これまで大好きな芝居を何十年も続けてこれたのはとても嬉しいですし、この先も生涯女優でありたいと思っています。私にとっては一作品ずつが全てオーディションのようなもの。『また次も一緒に仕事をしましょう(=藤田弓子でなければ)』と、監督さんに握手をして貰えたら、私の中で合格なんですよ」
夫婦二人、伊豆での生活
生まれ育った東京を離れ、伊豆の国市に移り住んで既に30年ほど。ご当地劇団『いず夢』を立ち上げ、座長兼演出を務める傍ら、『鎌倉殿の13人』の放映に合わせ、劇場内に設置された『大河ドラマ館』の名誉館長に任命されるなど、市の情報発信に貢献している。

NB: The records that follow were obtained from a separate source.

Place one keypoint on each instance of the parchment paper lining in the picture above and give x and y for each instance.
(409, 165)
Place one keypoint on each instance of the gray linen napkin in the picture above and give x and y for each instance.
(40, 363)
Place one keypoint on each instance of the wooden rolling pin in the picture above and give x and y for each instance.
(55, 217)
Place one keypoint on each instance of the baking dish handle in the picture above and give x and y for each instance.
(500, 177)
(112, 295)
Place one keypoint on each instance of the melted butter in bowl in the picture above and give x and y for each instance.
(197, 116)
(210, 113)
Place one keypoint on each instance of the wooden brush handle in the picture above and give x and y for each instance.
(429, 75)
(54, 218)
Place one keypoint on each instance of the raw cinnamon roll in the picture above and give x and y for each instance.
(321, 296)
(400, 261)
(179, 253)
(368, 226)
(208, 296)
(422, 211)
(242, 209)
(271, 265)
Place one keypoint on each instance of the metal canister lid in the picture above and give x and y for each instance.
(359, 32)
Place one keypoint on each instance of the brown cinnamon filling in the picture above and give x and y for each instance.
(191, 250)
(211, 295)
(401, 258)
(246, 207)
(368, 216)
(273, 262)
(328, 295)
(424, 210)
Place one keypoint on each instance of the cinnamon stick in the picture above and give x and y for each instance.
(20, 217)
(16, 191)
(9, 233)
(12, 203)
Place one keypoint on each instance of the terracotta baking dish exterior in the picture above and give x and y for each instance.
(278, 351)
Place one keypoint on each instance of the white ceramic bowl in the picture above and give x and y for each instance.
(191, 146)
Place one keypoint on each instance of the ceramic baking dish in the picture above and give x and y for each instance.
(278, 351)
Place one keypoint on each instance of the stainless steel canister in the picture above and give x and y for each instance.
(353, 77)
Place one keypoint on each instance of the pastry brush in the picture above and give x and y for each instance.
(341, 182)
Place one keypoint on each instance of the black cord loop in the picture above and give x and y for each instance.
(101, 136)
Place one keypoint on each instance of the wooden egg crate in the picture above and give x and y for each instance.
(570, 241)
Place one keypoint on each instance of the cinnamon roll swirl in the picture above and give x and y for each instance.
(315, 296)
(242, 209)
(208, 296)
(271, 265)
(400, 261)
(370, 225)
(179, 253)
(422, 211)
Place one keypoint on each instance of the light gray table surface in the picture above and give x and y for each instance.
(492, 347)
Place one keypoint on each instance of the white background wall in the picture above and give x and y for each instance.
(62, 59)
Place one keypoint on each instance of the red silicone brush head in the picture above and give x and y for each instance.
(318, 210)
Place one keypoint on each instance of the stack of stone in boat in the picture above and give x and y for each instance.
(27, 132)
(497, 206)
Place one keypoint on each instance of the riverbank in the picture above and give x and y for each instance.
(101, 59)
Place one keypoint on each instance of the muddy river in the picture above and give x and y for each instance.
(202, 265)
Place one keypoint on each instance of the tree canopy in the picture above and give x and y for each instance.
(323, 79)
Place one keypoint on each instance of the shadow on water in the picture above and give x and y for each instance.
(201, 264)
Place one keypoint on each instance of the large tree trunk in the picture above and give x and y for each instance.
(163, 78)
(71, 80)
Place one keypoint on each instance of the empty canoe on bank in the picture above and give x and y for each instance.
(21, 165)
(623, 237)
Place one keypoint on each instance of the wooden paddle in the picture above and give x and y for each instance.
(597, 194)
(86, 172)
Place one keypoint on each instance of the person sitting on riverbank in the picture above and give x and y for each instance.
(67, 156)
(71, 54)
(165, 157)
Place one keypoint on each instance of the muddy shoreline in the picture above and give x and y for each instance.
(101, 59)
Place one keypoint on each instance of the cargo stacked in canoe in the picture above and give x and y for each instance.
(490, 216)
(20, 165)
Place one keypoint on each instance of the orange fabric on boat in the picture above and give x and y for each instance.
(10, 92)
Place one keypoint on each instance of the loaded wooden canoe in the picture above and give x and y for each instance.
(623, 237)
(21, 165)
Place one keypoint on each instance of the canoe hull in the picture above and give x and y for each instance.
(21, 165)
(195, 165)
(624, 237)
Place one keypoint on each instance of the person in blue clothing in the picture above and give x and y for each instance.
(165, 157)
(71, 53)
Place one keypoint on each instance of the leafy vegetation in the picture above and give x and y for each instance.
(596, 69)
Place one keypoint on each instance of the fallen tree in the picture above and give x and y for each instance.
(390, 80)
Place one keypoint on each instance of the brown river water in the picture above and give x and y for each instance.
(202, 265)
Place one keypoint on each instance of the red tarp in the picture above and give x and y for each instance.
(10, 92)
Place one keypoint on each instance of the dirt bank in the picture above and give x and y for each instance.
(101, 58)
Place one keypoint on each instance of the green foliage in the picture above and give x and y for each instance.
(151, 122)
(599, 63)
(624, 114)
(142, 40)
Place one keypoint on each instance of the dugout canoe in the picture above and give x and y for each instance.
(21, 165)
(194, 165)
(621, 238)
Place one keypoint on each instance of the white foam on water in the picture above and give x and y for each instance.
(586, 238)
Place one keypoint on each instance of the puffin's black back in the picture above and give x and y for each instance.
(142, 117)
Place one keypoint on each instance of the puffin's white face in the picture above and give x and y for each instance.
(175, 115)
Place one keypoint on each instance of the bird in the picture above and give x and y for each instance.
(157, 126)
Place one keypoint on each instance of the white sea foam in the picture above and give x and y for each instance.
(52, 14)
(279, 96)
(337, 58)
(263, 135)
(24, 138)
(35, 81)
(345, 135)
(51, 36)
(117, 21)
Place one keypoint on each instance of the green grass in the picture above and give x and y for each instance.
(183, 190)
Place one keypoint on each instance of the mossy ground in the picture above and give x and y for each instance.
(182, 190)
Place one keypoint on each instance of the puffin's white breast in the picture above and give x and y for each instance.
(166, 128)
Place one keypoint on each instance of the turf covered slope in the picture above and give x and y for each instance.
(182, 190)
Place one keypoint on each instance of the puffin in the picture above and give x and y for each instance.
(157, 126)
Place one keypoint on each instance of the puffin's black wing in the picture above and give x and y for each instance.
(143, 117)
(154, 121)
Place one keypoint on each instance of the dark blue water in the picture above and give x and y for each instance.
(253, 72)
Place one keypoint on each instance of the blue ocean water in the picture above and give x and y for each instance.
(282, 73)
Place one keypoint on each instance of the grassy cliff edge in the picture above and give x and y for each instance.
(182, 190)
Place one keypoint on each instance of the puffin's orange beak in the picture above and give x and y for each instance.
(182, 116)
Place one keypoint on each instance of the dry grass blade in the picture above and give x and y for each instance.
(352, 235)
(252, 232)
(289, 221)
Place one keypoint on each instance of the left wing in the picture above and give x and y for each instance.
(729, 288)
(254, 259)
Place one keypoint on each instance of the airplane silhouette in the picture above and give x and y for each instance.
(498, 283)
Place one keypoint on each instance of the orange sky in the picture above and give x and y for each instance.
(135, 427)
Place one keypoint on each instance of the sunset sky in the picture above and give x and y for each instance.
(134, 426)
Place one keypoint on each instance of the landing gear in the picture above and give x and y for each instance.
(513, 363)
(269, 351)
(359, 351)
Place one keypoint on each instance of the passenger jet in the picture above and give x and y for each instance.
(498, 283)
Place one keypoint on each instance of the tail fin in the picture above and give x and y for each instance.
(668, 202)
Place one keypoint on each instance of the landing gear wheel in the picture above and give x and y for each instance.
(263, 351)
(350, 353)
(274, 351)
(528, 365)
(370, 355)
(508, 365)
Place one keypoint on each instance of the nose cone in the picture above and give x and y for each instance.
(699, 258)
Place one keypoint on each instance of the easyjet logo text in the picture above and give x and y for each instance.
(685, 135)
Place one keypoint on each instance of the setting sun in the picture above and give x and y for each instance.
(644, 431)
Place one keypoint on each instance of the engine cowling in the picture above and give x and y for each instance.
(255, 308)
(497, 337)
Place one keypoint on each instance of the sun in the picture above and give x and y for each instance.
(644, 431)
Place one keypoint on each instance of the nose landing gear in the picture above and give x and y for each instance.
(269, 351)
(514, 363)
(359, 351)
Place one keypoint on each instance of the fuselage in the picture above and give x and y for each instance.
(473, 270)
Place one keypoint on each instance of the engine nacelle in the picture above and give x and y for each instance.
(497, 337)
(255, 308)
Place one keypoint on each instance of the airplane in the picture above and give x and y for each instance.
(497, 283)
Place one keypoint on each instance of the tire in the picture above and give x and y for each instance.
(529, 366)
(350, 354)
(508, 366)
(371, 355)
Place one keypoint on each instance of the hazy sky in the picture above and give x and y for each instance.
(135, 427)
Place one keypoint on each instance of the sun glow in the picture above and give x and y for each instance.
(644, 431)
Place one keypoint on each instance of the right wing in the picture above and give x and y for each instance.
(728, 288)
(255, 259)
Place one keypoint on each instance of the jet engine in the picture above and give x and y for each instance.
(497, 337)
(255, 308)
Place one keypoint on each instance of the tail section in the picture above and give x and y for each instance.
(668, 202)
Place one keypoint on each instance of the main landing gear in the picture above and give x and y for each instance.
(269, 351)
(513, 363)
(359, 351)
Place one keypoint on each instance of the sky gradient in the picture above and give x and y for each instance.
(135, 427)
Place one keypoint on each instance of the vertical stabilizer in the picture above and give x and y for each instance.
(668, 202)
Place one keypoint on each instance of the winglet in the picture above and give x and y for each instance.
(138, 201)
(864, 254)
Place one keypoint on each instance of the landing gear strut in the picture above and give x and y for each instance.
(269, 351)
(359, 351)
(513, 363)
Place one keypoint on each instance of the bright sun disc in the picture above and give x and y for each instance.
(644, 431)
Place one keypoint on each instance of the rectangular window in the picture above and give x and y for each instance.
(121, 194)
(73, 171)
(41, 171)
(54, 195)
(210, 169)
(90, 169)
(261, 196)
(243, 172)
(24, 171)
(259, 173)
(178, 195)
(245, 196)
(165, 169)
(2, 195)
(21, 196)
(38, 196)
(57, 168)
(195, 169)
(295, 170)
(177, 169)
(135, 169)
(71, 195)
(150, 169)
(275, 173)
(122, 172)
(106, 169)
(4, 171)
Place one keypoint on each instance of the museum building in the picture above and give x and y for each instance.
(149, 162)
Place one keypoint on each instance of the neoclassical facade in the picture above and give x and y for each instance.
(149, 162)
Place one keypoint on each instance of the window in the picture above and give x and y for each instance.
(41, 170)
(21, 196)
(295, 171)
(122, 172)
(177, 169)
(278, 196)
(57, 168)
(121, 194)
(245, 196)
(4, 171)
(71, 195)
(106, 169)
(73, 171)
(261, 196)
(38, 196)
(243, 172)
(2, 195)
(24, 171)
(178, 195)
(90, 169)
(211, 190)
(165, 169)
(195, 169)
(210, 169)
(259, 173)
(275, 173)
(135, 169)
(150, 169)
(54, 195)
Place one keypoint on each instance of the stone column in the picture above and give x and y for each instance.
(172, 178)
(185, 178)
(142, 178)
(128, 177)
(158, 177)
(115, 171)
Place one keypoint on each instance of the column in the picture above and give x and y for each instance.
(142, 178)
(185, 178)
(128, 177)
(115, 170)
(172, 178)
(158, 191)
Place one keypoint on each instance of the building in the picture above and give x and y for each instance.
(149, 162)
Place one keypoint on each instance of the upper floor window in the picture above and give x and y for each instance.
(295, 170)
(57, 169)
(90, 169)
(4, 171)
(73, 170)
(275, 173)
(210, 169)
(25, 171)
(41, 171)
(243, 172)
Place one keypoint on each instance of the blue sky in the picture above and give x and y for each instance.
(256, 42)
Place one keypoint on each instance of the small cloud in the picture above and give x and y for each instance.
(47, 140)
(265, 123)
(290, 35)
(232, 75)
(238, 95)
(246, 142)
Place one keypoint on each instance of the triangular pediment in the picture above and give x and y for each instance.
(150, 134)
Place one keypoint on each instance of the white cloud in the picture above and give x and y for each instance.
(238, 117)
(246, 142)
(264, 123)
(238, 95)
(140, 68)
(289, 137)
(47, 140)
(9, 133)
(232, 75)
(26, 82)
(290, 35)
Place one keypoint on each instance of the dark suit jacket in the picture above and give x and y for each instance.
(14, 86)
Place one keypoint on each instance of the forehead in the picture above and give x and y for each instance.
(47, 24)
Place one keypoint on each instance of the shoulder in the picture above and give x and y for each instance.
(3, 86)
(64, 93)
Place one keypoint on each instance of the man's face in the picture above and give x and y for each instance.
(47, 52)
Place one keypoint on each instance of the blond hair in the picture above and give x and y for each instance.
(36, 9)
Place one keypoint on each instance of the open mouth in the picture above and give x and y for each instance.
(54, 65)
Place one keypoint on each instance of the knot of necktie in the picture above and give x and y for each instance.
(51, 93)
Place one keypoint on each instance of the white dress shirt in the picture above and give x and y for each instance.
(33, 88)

「昔『駿豆鉄道』と呼ばれた伊豆登山鉄道の温泉街の小高い丘の上で暮らしています。目の前がドーンと富士山で、箱根や清水方面も見渡せます。別荘族ではないので、地元の方とのお付き合いは大切で、ゴルフや釣りを楽しむ仲間もいます。馴染みの鮨屋さんに行くのも夫婦の楽しみの一つ。今の時代、断捨離で色んなものを整理している方も多いでしょうが、増やすものがあります。それは『友達』です。この地では、故郷を分けて貰った分、お礼に地元で出来る事をしようと思っています」
オンとオフのはっきりとした
切り替えが元気の秘訣
「今は新幹線の本数も増え、仕事で東京へ行くことがルーティンになっています。『品川~』というアナウンスで急にスィッチが入り、自然に女優の顔に変わりますね。『生活と仕事』、それぞれ別の刺激を持てる事がパワーある生活の源になっています。『オンとオフ』の切り替えが大切で、変化を持たせる暮らし方に若さと健康の秘訣があるのではないでしょうか」
ラッキーカラーの黄色の洋服がとてもお似合いで、役の上での肝っ玉母さんとはまた違う品の良さが垣間見えました。9月で喜寿を迎えられたとは思えないようなおみ足の筋肉を目の前で披露?しながら、『お婆さん役を演じるには筋力が必要なのよ』と語る屈託のない笑顔がチャーミングで印象的でした。
聞き手 高橋牧子
編集長 山本英二
Profile 藤田 弓子(ふじた ゆみこ) 1945年9月12日生まれ 東京目黒区出身
1963年文学座に入所。67年『カンガルー』で初舞台、68年NHK連続テレビ小説『あしこそ』でヒロインデビュー。73年より『小川宏ショー』のサブ司会や人気クイズ番組『連想ゲーム』の女性チームキャプテンを務めるなど、幅広い分野で活躍。映画やドラマで実力を博し、85年キネマ旬報最優秀助演女優賞を受賞。脚本家の夫と共に伊豆の国市で劇団『いず夢』を主宰、同市の大河ドラマ館の名誉館長を務める。